I remember watching horrified as the werewolves slaughtered him, tearing into his small body. Slashing him open with their sharpened teeth. They took no notice of me, huddled behind a fallen oak tree, petrified to the point where I couldn't breathe. Desperate, but not capable, to help him.
I watched those wolves rip into my brother's flesh as he cried my name, cried for me to save him. Begged for mercy. Until there was nothing left but silence. And there had been nothing I could do.
Because I was human too. (Given the choice, I never would be again.)
I look down at my sister, closing in on her, my tone mocking. "You can ask; why does this always happen to innocent people? Where did the spirits go? Was there anything I could have done?"
We both know the answer to that last question. We both know that there truly isn't anything we can do when a human is on the brink of death. Not as mere humans.
I had tried, as the wolves decided playtime with the human boy was over. I ran up to my brother, who was barely breathing. Blood was coming out of his mouth, as he tried to speak. There were tears drying on his cheeks, tears that would mix with mine as I leaned over him, taking him into my arms, stumbling my way through the woods in early dawn to get back to our home. I refused to put him down. I refused to stop, even though he was heavy in my arms and my legs were weak.
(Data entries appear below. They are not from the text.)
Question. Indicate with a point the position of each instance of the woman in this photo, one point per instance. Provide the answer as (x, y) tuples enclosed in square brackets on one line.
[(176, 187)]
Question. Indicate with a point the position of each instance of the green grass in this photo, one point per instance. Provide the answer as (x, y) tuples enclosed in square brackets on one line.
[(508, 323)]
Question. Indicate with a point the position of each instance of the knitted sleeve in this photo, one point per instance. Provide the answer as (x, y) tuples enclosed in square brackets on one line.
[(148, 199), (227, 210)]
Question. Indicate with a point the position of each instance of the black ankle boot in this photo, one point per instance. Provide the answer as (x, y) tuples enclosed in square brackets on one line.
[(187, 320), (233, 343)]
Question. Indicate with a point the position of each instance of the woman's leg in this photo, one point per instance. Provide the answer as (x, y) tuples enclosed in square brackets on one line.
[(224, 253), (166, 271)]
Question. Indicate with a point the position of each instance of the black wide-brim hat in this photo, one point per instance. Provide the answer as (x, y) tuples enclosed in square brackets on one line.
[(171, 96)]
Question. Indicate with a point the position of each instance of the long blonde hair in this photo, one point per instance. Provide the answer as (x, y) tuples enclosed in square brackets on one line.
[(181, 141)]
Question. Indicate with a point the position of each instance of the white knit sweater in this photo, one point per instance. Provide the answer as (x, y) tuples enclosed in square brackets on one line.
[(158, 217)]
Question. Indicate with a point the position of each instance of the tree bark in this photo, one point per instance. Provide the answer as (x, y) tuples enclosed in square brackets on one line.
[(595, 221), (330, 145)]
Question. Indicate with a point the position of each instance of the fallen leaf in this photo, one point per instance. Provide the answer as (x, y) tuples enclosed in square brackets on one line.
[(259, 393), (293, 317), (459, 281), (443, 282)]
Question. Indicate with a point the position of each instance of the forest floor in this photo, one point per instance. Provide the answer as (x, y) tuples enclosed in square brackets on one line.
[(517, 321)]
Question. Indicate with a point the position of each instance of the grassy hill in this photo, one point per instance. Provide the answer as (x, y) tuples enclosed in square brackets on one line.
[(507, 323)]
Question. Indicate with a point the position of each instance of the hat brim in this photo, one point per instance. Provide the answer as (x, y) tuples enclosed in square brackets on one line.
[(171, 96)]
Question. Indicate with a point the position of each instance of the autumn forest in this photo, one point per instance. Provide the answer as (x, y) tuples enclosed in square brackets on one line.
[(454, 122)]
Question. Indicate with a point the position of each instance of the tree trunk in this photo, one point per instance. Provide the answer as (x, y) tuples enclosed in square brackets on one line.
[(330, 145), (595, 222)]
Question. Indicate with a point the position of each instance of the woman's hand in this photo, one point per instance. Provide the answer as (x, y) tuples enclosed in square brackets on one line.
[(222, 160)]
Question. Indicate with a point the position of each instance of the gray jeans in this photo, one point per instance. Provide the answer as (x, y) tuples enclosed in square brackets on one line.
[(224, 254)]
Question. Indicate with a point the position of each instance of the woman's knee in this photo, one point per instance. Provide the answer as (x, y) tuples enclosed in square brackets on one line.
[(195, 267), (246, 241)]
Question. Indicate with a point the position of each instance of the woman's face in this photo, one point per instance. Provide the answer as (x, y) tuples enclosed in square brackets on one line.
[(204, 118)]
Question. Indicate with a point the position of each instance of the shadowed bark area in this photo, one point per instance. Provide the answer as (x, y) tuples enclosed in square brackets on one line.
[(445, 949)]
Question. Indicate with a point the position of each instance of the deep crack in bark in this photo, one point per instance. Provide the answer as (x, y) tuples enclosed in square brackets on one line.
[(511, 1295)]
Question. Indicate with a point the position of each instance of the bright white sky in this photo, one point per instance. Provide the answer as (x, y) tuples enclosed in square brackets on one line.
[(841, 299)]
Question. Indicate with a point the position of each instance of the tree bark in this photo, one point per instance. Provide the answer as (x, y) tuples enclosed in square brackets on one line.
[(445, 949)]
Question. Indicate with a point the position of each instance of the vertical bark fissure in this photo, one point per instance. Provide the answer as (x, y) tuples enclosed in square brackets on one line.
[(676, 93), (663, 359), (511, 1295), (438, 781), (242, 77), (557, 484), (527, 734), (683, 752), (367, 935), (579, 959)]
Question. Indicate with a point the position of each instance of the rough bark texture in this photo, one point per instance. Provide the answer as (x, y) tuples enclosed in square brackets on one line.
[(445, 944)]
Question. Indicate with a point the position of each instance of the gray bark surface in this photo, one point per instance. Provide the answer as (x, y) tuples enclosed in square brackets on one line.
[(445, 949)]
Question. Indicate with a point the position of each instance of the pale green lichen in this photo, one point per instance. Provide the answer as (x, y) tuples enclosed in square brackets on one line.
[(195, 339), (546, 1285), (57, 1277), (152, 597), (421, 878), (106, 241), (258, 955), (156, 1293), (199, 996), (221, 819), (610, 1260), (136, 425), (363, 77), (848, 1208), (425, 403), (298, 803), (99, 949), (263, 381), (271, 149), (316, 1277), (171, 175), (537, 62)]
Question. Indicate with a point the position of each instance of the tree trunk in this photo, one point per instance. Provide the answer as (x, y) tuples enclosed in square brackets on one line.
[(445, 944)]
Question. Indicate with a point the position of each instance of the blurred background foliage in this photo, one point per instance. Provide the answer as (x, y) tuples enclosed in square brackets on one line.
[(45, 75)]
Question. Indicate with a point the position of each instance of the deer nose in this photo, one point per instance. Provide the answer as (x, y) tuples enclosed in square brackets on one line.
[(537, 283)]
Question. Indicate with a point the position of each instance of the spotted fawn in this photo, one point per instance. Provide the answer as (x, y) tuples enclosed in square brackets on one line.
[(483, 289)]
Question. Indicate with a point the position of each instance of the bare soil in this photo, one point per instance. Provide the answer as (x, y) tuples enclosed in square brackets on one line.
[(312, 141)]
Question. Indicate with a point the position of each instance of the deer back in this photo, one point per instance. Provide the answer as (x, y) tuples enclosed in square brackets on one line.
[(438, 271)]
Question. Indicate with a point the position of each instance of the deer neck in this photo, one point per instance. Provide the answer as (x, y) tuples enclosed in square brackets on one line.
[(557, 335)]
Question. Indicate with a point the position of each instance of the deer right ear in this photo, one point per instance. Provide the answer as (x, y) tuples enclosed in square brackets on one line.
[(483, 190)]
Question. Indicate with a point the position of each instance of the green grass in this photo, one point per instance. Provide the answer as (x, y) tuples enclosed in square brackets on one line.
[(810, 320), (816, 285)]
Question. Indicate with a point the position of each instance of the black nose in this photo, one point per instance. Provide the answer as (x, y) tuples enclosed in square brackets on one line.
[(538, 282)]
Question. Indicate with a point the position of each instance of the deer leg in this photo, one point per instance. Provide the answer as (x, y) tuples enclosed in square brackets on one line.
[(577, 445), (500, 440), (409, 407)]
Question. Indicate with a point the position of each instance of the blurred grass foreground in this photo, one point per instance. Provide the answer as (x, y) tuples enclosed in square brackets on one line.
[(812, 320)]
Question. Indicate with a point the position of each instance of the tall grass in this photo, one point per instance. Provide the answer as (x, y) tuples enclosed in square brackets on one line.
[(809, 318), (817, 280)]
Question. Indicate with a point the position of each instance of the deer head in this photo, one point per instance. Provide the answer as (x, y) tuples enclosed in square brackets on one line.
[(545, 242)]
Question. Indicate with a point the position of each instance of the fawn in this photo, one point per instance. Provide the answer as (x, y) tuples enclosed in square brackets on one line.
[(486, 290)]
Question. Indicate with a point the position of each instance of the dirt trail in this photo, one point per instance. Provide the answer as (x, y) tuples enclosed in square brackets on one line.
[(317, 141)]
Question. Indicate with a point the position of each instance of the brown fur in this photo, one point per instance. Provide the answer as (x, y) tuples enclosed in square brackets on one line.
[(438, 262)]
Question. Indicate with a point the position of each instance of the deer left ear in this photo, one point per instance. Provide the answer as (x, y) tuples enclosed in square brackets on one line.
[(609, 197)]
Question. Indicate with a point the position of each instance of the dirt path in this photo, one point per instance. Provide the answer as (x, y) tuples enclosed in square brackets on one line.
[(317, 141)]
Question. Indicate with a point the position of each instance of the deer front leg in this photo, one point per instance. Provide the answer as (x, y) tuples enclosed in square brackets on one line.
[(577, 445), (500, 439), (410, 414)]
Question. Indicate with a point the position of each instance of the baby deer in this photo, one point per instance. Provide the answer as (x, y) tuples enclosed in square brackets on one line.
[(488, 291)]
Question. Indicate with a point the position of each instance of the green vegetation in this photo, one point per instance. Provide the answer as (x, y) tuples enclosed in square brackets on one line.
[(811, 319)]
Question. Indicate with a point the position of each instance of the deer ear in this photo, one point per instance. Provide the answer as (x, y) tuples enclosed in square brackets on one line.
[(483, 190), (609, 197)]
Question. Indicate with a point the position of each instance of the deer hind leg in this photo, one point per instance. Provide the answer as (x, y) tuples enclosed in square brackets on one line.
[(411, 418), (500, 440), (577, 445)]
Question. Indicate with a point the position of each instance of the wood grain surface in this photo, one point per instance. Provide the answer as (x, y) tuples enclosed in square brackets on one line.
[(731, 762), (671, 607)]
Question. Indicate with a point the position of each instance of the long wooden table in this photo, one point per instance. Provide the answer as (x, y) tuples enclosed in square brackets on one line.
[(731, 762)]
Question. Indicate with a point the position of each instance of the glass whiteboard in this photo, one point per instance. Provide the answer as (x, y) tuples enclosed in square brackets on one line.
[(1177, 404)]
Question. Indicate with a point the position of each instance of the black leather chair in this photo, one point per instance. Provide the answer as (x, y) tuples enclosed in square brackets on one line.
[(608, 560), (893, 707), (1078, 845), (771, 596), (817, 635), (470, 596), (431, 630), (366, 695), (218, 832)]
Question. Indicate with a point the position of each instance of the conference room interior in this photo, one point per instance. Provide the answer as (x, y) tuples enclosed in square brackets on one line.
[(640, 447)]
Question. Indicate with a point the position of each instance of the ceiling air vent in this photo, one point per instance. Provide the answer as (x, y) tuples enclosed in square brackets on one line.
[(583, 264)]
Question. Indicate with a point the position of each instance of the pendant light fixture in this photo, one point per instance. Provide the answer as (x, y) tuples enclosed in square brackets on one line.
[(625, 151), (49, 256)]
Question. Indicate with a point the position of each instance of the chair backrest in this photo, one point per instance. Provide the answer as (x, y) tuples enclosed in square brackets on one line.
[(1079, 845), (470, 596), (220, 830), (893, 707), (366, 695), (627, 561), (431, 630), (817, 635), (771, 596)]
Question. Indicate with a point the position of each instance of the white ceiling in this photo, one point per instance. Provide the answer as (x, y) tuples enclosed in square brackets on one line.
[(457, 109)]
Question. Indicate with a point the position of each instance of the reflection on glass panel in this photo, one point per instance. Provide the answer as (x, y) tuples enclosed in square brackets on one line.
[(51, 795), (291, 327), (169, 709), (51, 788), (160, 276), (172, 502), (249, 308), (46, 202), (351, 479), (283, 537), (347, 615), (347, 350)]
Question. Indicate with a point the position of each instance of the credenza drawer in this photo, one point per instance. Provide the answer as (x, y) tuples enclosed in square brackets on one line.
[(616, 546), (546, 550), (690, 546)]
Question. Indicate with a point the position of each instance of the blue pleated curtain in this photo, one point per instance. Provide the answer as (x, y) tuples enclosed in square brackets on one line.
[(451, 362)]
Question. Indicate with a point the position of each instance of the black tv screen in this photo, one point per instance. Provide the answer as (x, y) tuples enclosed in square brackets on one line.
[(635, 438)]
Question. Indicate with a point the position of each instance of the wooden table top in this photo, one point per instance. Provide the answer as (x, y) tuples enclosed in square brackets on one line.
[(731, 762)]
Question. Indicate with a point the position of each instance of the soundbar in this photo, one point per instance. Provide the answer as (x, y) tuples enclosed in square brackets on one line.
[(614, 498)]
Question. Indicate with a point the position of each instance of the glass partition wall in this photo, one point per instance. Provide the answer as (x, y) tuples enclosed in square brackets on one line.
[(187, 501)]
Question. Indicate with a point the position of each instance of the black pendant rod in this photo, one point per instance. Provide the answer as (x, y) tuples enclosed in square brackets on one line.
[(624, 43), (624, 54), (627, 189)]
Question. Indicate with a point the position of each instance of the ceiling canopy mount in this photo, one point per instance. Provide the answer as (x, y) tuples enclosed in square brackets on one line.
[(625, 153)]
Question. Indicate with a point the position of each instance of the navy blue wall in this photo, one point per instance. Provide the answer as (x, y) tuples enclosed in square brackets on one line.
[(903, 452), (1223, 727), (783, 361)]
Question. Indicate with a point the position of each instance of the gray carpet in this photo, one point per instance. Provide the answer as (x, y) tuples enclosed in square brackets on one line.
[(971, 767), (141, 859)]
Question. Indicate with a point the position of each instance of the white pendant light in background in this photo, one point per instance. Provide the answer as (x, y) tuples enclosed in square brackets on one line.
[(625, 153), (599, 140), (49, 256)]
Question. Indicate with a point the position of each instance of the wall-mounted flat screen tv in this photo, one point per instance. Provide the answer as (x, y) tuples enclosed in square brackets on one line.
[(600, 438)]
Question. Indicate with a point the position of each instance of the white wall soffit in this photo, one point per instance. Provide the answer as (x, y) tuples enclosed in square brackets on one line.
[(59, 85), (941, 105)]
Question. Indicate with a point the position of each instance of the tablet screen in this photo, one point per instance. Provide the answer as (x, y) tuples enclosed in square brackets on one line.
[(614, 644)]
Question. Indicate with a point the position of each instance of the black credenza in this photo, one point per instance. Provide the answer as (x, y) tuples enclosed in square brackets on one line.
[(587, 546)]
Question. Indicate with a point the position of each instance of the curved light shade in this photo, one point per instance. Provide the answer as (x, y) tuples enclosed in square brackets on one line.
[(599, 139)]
I did my utmost to get my brother back home, to my mother and our family, to help fixing my mistake.
The mistake of letting my brother come with me that fateful night. Henrik could be very persuasive, much like his older sister. He had told me that if I didn't take him with me, he would go looking for the wolves himself. So I caved. (Never again.)
I remember the witch's voice ring loud in my ears as my mother asked for something that could be done: 'The spirits won't give us a way.'
The spirits won't give us a way. Always relying on magic. But what if the spirits left us? Then what is there left?
– Blame.
No one could ever have blamed me as much as I blamed myself for my brother's death. I never gave anyone the chance. I loved Henrik. I still do with all my being. But he is gone because of me. Because of my weakness – my love for him. I gave in to him because I loved him and I wanted to make him happy. So I gave in. (But I never would again.)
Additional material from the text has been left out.